Поднимается Фрунзе. В выцветшей гимнастерке. Это сам Арсений. Знакомые всем черты лица спокойны и серьезны, вернее, дружески-приветливы. Внимательный, пристальный взгляд. Шум стихает.
И тут происходит то, чего никто не ожидал. Густой голос Фрунзе:
— Именем рабоче-крестьянского правительства во главе с товарищем Лениным предлагаю вам принять присягу Советской власти! Все, кто не хочет присягать, может немедленно подать в отставку. Революционный комитет гарантирует неприкосновенность. Обсудите все деловито и трезво…

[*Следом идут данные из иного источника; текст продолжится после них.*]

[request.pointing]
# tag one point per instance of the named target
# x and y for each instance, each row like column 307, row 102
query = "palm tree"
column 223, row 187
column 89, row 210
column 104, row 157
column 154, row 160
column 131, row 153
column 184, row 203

Гром оркестра. Офицеры вскакивают, что-то кричат друг другу. В общем-то, все знали, что рано или поздно этим кончится. И все-таки предложение было неожиданным. Зал бурлит. В короткие мгновения каждый заглянул в собственную душу: с кем он?.. Тугие, литые скулы Фрунзе. Он ждет. Сейчас все должно решиться. Здесь были посеяны зерна, но дали ли они ростки?..
Первым к столу подходит поручик Стриевский, всеобщий любимец. Белобрысый, всегда аккуратно выбритый, подобранный, грудастый, как борец. Он высок ростом, и ему приходится на всех поглядывать сверху вниз. В нем некая уравновешенность, внешняя и внутренняя крепость. Повторяет за Фрунзе басом:
— Клянусь…
Командир полка Моргунов. Какой-то расслабленный, смотрит хмуро, исподлобья. Рывком передергивает плачами.
— Вот моя отставка.
В полной тишине он покидает зал. И эта настороженная тишина давит на всех. Что-то случается, что-то должно случиться. Но лицо Фрунзе не теряет своего дружески-приветливого выражения. Что, собственно, произошло? Старый царский полкаш отказался присягать рабочим и крестьянам? Этого следовало ожидать.
Теперь к столу подходят группами.
— Клянусь!..
Пять часов длится жестокий поединок за каждого офицера. Ушли еще трое. Когда они уходили, неожиданно грянул оркестр. Что-то разухабистое. Торжественность момента нарушилась. Смех, улюлюканье.
Триста офицеров поклялись в верности Советскому правительству. Потом по всему гарнизону начинаются перевыборы командного состава. Михаил Васильевич поздравляет поручика Стриевского, выбранного командиром полка:
— Теперь вы — красный офицер, товарищ Стриевский! С честью носите это звание.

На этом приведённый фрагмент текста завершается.